And not only this, but it was further explained to me that by this system of flexible cables of all sizes the electric power was applied not only to all the heavy tasks formerly done by animals, but also to the hand instruments--the spade, the shovel, and the fork--which the farmer in my time must bend his own back to, however well supplied he might be with horse power. There was, indeed, no tool, however small, the doctor explained, whether used in agriculture or any other art, to which this motor was not applicable, leaving to the worker only the adjustment and guiding of the instrument.

"With one of our shovels," said the doctor, "an intelligent boy can excavate a trench or dig a mile of potatoes quicker than a gang of men in your day, and with no more effort than he would use in wheeling a barrow."

I had been told several times that at the present day farm work was considered quite as desirable as any other occupation, but, with my impressions as to the peculiar arduousness of the earth worker's task, I had not been able to realize how this could really be so. It began to seem possible.
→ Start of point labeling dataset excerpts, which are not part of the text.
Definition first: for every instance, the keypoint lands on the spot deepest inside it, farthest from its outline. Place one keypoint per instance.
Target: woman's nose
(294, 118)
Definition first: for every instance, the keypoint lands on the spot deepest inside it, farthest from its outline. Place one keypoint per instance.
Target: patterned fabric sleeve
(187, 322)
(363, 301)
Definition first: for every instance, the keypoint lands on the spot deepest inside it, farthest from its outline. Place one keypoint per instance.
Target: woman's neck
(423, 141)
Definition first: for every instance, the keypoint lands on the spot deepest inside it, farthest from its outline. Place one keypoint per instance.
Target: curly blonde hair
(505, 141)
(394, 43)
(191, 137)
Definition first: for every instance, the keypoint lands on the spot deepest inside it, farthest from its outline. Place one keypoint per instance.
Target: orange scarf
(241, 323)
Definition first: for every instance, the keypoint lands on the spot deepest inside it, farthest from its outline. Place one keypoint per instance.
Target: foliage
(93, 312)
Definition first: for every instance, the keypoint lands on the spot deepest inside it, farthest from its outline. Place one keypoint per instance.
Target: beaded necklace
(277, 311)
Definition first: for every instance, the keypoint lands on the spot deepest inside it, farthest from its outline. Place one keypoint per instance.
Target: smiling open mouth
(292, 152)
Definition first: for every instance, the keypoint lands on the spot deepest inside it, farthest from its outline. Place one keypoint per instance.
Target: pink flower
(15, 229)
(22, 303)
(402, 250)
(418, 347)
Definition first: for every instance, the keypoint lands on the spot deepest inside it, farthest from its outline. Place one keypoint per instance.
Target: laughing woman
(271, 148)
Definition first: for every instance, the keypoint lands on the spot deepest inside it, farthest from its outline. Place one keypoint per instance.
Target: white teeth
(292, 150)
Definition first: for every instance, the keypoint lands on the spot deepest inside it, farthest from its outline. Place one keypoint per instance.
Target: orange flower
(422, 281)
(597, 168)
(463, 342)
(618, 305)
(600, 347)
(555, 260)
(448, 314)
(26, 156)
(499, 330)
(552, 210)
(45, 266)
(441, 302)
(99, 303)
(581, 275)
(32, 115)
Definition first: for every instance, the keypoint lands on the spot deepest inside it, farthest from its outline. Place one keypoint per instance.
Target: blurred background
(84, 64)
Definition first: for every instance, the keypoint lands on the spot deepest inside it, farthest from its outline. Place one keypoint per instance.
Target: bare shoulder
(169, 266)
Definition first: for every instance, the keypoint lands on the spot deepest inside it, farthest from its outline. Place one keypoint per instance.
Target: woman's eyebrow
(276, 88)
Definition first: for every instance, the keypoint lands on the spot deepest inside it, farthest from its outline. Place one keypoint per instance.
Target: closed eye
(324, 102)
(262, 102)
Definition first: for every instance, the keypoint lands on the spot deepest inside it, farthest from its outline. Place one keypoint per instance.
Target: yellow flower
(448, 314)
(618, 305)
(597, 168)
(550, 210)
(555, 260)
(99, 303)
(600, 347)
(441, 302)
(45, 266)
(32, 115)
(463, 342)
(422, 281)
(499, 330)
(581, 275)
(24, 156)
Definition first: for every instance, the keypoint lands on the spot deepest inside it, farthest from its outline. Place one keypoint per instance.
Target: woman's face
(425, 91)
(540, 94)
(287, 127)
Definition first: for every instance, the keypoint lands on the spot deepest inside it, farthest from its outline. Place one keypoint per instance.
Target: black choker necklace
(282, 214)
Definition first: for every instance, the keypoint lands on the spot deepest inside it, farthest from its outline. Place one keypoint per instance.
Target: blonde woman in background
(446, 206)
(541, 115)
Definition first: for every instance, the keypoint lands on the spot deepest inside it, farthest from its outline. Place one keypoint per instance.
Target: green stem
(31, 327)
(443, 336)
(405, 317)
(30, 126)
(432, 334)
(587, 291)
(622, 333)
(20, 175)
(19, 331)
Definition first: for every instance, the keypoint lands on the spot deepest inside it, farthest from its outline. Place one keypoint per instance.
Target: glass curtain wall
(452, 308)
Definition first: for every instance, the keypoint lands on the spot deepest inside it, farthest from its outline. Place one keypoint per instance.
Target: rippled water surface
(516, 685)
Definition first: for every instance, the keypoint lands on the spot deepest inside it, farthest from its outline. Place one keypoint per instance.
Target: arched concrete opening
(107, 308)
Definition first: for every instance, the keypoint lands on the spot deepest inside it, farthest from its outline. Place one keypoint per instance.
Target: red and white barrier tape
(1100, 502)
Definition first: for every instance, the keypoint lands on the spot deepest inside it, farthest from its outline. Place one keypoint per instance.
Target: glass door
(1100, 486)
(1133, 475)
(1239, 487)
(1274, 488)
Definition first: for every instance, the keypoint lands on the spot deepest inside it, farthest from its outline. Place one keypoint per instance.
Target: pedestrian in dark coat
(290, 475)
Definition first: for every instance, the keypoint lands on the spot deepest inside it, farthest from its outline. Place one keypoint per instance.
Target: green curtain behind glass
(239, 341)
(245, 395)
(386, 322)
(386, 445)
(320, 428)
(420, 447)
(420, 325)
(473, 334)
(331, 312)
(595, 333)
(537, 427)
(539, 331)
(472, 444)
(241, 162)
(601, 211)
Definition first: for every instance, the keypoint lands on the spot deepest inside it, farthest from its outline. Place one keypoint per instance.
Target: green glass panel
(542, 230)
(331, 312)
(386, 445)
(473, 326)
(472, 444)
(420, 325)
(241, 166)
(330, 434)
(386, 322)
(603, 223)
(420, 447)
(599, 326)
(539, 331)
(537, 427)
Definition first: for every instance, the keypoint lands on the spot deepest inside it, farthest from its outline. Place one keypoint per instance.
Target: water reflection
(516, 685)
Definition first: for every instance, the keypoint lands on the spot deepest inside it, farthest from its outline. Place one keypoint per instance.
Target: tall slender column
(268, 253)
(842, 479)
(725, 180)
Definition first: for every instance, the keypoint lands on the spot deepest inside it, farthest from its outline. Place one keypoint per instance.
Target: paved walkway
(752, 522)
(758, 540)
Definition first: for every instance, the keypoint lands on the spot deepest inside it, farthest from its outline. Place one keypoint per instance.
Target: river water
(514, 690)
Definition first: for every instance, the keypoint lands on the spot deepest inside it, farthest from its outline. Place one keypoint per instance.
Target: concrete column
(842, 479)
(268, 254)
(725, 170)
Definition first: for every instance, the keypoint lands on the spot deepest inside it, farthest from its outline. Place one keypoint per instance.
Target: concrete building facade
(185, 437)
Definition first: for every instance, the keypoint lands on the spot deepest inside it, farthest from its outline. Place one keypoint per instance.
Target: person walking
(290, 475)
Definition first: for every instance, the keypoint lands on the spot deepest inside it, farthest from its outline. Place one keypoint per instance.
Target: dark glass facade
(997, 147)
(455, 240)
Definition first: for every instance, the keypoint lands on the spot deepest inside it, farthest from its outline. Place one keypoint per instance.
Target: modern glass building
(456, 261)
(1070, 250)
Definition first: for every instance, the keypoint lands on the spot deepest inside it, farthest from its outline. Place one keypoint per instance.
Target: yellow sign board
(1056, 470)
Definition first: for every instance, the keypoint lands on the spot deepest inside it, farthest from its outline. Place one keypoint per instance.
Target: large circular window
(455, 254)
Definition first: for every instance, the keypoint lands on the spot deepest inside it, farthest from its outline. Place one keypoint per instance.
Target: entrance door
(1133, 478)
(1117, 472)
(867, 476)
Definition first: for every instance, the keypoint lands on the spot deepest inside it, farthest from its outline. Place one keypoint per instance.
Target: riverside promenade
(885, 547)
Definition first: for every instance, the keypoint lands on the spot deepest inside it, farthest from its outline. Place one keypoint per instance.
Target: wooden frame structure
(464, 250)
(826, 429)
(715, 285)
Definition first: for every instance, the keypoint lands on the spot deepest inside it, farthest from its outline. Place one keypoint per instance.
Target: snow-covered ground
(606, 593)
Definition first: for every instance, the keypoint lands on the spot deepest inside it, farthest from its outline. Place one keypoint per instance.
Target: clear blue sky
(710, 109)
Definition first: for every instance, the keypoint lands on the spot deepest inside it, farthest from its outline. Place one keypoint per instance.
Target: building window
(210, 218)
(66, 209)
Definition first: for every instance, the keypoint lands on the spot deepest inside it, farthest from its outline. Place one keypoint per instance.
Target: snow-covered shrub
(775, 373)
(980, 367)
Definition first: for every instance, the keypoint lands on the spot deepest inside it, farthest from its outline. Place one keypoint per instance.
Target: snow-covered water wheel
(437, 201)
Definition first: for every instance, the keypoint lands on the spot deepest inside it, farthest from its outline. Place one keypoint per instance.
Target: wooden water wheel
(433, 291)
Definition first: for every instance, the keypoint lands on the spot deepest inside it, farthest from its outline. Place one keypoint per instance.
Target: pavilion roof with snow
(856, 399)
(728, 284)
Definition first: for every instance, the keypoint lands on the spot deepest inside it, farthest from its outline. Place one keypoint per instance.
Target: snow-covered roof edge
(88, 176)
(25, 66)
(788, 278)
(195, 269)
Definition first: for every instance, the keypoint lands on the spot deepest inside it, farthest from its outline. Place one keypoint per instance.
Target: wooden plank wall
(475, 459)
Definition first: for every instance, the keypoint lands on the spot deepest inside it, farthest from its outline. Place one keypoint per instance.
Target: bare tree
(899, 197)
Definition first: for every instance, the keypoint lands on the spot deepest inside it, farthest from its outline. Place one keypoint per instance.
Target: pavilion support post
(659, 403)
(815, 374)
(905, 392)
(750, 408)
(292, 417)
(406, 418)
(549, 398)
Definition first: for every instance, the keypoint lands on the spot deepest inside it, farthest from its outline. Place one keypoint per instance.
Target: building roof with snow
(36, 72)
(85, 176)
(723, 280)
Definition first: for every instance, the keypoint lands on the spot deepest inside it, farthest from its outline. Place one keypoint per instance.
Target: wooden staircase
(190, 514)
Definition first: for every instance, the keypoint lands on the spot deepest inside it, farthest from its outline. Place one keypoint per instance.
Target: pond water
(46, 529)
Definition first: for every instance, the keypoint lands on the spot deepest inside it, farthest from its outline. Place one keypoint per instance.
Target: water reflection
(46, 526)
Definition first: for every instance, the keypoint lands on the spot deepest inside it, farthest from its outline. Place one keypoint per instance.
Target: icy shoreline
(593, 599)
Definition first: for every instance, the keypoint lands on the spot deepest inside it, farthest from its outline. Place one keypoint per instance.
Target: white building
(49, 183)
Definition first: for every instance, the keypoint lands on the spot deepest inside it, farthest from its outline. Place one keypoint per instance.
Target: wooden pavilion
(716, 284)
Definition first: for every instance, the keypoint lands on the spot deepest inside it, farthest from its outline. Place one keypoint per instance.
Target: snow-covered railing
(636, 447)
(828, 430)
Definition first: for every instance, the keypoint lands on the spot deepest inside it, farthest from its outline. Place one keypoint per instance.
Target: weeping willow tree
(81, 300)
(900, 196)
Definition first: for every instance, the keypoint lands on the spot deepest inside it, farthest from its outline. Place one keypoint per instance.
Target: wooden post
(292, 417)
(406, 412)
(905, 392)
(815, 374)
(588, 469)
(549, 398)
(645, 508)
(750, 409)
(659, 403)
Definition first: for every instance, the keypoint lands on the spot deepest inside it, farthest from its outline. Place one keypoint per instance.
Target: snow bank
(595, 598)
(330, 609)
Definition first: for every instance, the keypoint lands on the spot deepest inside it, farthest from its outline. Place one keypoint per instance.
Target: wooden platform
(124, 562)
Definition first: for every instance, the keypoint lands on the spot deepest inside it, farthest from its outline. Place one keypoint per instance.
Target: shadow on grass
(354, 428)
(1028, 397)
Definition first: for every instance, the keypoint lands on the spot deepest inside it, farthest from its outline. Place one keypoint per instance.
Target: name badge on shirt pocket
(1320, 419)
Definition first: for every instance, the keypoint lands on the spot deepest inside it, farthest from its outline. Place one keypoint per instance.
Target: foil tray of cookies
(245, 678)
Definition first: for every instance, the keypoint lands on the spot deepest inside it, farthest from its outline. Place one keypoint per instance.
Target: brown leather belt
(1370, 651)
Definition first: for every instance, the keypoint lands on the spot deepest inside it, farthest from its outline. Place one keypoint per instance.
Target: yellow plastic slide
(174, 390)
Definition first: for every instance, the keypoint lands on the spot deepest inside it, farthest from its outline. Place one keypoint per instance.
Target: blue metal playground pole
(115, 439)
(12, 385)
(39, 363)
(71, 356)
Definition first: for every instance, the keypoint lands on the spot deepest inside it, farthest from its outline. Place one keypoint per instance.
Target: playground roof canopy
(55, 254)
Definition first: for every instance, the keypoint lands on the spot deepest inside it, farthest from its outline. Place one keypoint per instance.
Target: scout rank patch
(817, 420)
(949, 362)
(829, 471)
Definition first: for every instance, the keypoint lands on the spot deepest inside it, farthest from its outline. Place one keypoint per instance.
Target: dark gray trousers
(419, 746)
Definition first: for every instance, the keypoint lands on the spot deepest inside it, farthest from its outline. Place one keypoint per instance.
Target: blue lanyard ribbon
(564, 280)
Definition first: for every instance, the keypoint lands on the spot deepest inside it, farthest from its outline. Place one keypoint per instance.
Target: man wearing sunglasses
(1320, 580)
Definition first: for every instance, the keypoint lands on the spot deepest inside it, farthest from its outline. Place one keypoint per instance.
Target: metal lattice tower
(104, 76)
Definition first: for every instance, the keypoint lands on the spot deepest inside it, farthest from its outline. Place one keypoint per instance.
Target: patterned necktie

The doctor suggested that perhaps I would like to land and inspect some of the arrangements of a modern farm, and I gladly assented. But first he took advantage of our elevated position to point out the network of railways by which all the farm transportation was done and whereby the crops when gathered could, if desirable, be shipped directly, without further handling, to any point in the country. Having alighted from our car, we crossed the field toward the nearest of the great plows, the rider of which was a dark-haired young woman daintily costumed, such a figure certainly as no nineteenth-century farm field ever saw. As she sat gracefully upon the back of the shining metal monster which, as it advanced, tore up the earth with terrible horns, I could but be reminded of Europa on her bull. If her prototype was as charming as this young woman, Jupiter certainly was excusable for running away with her.

As we approached, she stopped the plow and pleasantly returned our greeting. It was evident that she recognized me at the first glance, as, thanks doubtless to the diffusion of my portrait, everybody seemed to do. The interest with which she regarded me would have been more flattering had I not been aware that I owed it entirely to my character as a freak of Nature and not at all to my personality.

When I asked her what sort of a crop they were expecting to plant at this season, she replied that this was merely one of the many annual plowings given to all soil to keep it in condition.

"We use, of course, abundant fertilizers," she said, "but consider the soil its own best fertilizer if kept moving."

"Doubtless," said I, "labor is the best fertilizer of the soil. So old an authority as Aesop taught us that in his fable of 'The Buried Treasure,' but it was a terribly expensive sort of fertilizer in my day when it had to come out of the muscles of men and beasts. One plowing a year was all our farmers could manage, and that nearly broke their backs."

"Yes," she said, "I have read of those poor men. Now you see it is different. So long as the tides rise and fall twice a day, let alone the winds and waterfalls, there is no reason why we should not plow every day if it were desirable. I believe it is estimated that about ten times the amount of power is nowadays given to the working of every acre of land that it was possible to apply in former times."

We spent some time inspecting the farm. The doctor explained the drainage and pumping systems by which both excess and deficiency of rain are guarded against, and gave me opportunity to examine in detail some of the wonderful tools he had described, which make practically no requisition on the muscle of the worker, only needing a mind behind them.